In Figure 2 we see, as expected without preconditioning, 
that the relative final residuals for both CG algorithms are 
identical, and that the SD algorithm of course performs much 
worse than either The number of iterative steps is capped 
by 100, so most of Figure 2 shows the residual after 100 
iterations, except for a small straight part of the CG line for 
$n= 10,20,30, where the iterations have converged. 

III. Preconditioning with SMG 

In order to help overcome the slow convergence of the CG 
method, as observed in Figure 2, it is customary to introduce 
preconditioning. Here, we use the SMG solver as a precon- 
ditioner, provided by hypre. The SMG solver/preconditioner 
uses plane-relaxation as a smoother at each level in the V- 
cycle [3]. The number of pre- and post-relaxation smoothing 
steps is controlled by a command line parameter in the struct 
test driver The data in Figures 3 and 4 is obtained by 

./struct -n $n $n $n -solver 10 -v 1 1 

in which the -solver 10 option refers to the SMG pre- 
conditioning, and the number of pre- and post-relaxation 
smoothing steps is specified by the -v flag — one step each 
of pre- and post-relaxation in this call. 

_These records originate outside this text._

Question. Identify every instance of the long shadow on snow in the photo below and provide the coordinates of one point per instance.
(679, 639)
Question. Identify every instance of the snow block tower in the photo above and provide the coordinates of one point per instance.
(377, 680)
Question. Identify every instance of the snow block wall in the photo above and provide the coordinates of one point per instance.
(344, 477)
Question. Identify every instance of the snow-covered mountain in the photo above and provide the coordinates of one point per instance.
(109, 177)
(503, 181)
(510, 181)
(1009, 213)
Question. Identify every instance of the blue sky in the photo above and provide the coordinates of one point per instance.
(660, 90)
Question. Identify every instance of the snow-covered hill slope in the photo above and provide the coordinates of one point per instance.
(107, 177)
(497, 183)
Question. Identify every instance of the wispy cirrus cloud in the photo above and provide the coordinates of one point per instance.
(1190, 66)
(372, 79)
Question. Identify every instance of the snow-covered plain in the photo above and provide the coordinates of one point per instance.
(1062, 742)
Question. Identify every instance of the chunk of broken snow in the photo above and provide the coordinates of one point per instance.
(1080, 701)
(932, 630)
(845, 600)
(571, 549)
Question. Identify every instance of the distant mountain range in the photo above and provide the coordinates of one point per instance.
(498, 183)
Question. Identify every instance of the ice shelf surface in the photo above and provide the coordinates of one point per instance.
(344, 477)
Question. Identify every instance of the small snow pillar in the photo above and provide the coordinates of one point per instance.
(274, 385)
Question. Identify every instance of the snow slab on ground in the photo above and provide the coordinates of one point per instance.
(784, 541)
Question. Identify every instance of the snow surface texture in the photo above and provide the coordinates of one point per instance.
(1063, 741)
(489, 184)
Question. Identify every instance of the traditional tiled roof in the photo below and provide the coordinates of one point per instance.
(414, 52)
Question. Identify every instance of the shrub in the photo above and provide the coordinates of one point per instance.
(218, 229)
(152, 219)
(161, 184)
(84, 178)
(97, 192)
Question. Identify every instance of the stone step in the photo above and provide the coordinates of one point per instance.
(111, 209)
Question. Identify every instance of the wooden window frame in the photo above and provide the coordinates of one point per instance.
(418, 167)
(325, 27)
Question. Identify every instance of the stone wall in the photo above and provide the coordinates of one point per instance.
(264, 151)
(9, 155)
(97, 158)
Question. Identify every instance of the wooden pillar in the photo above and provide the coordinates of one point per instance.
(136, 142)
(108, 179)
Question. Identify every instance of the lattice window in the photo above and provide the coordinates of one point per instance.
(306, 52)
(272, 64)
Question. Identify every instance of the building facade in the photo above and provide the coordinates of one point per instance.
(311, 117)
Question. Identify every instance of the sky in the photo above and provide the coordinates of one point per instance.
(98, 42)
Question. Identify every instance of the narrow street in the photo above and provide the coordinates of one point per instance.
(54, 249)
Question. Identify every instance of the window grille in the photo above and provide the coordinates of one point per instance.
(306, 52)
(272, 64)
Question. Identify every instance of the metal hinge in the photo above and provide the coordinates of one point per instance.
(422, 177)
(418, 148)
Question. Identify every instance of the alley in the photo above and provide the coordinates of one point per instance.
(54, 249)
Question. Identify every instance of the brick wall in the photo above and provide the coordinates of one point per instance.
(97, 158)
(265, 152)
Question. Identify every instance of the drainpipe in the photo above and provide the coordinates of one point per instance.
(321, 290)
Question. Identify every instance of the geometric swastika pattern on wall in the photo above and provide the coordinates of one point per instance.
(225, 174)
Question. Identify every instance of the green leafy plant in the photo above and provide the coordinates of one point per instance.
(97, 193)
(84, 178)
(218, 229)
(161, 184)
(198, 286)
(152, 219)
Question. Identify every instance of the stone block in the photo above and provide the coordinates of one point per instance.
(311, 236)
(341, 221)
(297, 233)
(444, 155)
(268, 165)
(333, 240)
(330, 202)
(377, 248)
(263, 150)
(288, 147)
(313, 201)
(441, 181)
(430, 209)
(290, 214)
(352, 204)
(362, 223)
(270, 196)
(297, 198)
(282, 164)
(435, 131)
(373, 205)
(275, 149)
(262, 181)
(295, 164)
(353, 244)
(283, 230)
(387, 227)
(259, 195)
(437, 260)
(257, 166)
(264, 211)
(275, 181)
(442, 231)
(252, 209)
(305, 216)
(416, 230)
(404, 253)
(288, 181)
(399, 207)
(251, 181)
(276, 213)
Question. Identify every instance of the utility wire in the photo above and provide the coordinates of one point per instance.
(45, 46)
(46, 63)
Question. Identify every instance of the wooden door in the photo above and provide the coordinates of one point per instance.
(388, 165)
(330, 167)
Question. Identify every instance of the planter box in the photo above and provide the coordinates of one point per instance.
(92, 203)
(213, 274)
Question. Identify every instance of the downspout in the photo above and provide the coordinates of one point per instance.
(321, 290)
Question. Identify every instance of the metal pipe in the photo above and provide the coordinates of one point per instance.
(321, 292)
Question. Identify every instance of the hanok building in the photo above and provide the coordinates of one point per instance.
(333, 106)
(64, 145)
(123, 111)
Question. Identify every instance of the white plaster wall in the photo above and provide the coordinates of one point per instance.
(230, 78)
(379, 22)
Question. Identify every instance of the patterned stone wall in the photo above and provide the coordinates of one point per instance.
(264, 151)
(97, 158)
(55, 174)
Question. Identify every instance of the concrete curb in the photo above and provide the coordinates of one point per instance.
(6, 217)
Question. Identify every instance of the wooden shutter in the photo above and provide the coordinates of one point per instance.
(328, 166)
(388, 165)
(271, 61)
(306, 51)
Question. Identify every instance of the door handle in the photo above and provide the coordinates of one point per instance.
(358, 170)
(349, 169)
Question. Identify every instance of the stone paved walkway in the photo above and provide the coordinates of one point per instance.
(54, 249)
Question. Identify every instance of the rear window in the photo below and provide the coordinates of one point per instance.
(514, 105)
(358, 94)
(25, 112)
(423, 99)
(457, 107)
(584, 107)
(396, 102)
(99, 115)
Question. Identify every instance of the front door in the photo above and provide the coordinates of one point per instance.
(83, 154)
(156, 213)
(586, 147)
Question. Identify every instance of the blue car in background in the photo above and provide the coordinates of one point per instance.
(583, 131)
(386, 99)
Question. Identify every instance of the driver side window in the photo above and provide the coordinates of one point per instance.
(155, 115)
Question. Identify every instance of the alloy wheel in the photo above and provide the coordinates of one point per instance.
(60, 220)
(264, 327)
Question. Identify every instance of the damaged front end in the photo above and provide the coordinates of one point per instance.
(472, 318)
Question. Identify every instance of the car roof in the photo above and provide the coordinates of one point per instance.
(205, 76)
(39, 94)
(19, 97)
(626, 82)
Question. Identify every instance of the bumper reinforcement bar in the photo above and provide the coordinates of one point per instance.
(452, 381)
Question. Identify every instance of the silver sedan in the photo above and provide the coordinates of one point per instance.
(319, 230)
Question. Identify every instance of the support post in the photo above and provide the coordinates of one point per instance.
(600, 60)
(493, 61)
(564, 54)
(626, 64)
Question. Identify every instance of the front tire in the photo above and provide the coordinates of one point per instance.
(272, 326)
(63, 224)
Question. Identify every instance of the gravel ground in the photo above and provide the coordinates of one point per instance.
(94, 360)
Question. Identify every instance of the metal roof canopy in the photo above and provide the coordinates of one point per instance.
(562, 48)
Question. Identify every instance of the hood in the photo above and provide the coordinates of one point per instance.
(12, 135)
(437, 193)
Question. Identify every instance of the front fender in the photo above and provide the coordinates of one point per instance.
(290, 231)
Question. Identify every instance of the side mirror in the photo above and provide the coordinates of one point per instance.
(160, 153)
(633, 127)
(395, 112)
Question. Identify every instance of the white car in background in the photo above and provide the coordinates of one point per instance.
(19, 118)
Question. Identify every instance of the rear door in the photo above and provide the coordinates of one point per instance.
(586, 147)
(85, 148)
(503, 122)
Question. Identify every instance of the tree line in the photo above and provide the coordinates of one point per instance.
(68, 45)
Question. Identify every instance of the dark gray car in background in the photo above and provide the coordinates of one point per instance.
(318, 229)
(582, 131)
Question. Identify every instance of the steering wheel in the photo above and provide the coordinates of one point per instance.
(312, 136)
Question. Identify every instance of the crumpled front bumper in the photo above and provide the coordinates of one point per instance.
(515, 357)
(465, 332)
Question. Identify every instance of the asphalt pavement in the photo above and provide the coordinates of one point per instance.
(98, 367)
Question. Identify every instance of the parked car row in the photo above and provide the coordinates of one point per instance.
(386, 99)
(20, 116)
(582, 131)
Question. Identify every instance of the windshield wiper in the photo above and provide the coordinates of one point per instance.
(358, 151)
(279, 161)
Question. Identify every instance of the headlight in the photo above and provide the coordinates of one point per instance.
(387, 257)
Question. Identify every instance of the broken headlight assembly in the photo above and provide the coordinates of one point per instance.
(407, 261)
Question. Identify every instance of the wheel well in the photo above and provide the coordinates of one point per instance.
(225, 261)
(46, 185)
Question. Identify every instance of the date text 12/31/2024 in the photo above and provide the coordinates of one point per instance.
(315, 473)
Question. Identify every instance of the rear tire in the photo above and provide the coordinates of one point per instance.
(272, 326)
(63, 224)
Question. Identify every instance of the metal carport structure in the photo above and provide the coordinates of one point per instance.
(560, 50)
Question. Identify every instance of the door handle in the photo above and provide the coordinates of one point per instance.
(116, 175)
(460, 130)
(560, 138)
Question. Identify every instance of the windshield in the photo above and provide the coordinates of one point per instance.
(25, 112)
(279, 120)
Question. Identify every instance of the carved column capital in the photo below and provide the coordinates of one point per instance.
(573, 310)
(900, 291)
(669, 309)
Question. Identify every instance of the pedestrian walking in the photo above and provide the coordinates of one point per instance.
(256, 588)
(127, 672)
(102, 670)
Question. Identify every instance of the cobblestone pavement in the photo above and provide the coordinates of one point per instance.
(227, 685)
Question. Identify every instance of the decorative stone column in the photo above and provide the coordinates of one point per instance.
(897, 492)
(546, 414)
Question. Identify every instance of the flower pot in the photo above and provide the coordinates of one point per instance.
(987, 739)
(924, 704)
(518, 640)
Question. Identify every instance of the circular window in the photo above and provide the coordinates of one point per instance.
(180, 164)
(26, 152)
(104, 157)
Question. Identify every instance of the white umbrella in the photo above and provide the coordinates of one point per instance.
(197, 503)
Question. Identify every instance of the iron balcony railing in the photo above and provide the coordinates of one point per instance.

Although using (2) introduces some extra overhead, in the 
case of the SMG preconditioning, this is negligible as can 
be seen in Figure 3, since the SMG preconditioning, first, 
is relatively expensive computationally and, second, makes 
the PCG converge much faster, see Figure 4, compared to 
the non-preconditioned case displayed in Figure 2. As in 
Figure 2, for each instance of the PCG method, the number 
of iterations is equal as depicted in Figure 4. The PSD 
method performs a bit worse (only 2-3 more iterations) than 
either variant of PCG and not nearly as much worse as in 



Figure 3. Cost for storage and calculation in PCG-SMG with (1) or (2)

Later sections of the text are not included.